Big Data Integration with Supply Chains
Change is the new constant. The confluence of people and technology has given rise to a myriad of possibilities for addressing issues surrounding mankind’s sustainability. There is a tectonic shift in technology that the world is experiencing today with the emergence of the Internet of Things (IoT) and Big Data analytics that have realized some of the distinct asks that once existed only in science fiction. With the proliferation of data from people and processes, it has become imperative to analyze it and extract insights.
The manufacturing industry has been a forerunner in adopting new processes and technologies— from Kaizen, JIT, and lean principles to robotic automation—which have now become the essence of every organization. One of the key elements in ensuring long-term sustainability is continuous improvement. This has ushered in a new era of manufacturing called Industrie 4.0.
Industrie 4.0 or connected manufacturing calls for integration of cyber physical systems (currently working in silos) to form an enterprise where data acts as a cohesive force between processes to ensure optimization and maximize throughput. Today, data generated from such systems are analyzed independently to glean insights from a particular process or operation. Big Data and analytics will play a key role in the convergence of information technology (IT) and operational technology (OT) systems, highlighting the true value of Industrie 4.0. Removing factors hindering data transfer amongst different processes (for example, maintenance to supply chain to purchase to finance) can lead to better decision-making. Let us discuss one such critical enterprise process: the supply chain.
Traditionally, the aim of any supply chain was to get the right product in the right place at the right time. With the application of data analytics, the digital supply chain has taken a new definition. The objective now is to predict the right product, forecast time-to-order, and ensure availability at the right place before time.
One of the challenges impeding existing supply chains is the lack of strategic planning and forecasting due to the limited buyer-supplier relationship. Moreover, there are huge volumes of static data pertaining to materials, spare parts, and more, that remain unutilized in enterprise resource planning (ERP) systems. This needs to be combined with historical maintenance and part replacement records to provide valuable insights.
With the rise of digital technologies, newer systems are more agile, easy to use and configure, and dynamic, turning legacy ERP and supply chain systems into bottlenecks. Today, companies are moving towards Cloud-based ERP systems that can be globally accessed. Big Data technologies can be deployed to effectively use legacy data and derive real-time insights into day-to-day operations.
Some of the ways in which digital technologies can optimize supply chain management (SCM) are:
Improved flexibility, scalability, and depth of data: There are ample number of variables that highlight the ever-increasing volume, variety, and velocity of various data sources in the SCM ecosystem. Analyzing these to gain actionable insights therefore becomes critical. Here’s where Big Data analytics will act as a catalyst in providing contextual intelligence through SCM data. This will lay the foundation for a more robust, collaborative supplier network on a single platform that can add value over and above regular transactions.
Reducing risk and increasing speed with accurate forecasting and prediction: Integrating Big Data analytics for business planning can optimize operations, demand forecasting, and risk mitigation, among others.
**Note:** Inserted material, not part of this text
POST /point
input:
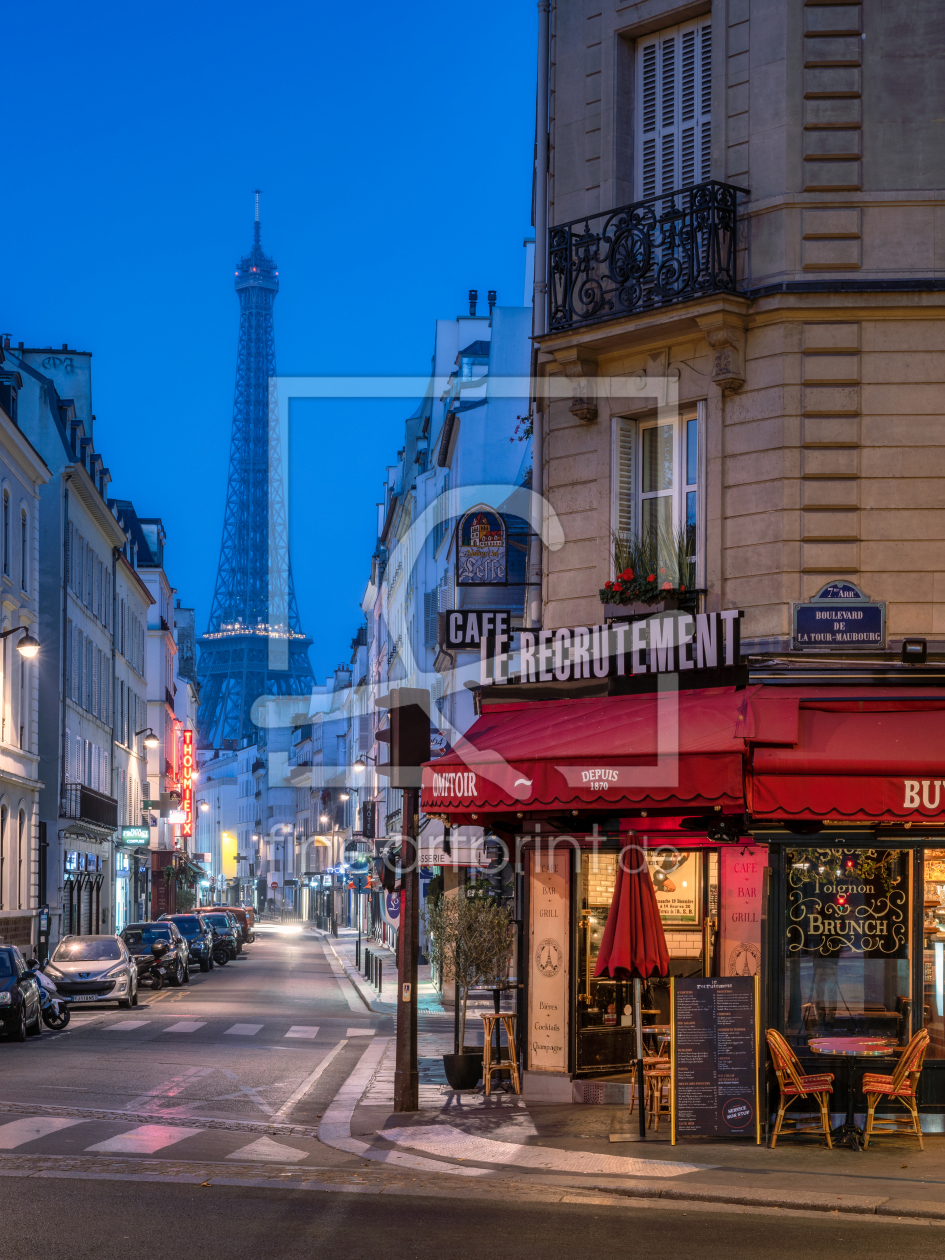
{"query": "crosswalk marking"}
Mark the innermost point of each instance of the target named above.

This will act as a cornerstone for fueling long-term change management.
Consolidating and enhancing delivery networks using geoanalytics: Applying Big Data analytics to SCM across geographies can help organizations improve reaction time to issues, increase efficiency, and enable greater integration.
Be it a product or service, most enterprises are moving towards adopting outcome-based metrics and performance management systems to assess people and processes. With emerging technologies and expanding storage infrastructure capabilities, attributes like flexibility, agility, and rapid turnaround have become the default standard for SCM systems.
Companies that are hesitant to embrace change will become obsolete. Let us assess a real-world scenario that most manufacturing organizations currently face. It is associated with integrating certain systems within SCM with advanced features. To be more precise, it requires combining predictive maintenance with deep learning and artificial intelligence (AI) capabilities to enable efficient decision making.
Take the case of a leading technology company that developed a powerful cognitive analytics platform capable of thinking like a human brain. Integrating a platform with cognitive computing capabilities enables a transparent, intelligent, and predictive supply chain. After all, 65% of the value of a company’s products or services is derived from suppliers. Suppliers and the supply chain impact everything from the quality, delivery, and cost of a business’s products and services, to customer service and satisfaction, and ultimately profitability.
Another survey reveals that the greatest hurdle in meeting supply chain goals of an organization is the lack of visibility and transparency. Current manufacturing operations including predictive maintenance activities are carried out in silos, and predominantly focus on asset data (IT). In fact, almost all ERPs provide inbuilt business intelligence (BI) based on descriptive analytics. With such a solution that focuses on data from sensors and machines (OT), predictive maintenance is redefined, ensuring higher prediction accuracy.
I recall a statement from a TED Talk on data science, “Data is not the new oil, but it is the new soil.” While I do believe data is the new soil, it needs to be harvested correctly to reap maximum outcomes and answer some of the toughest questions plaguing the industry.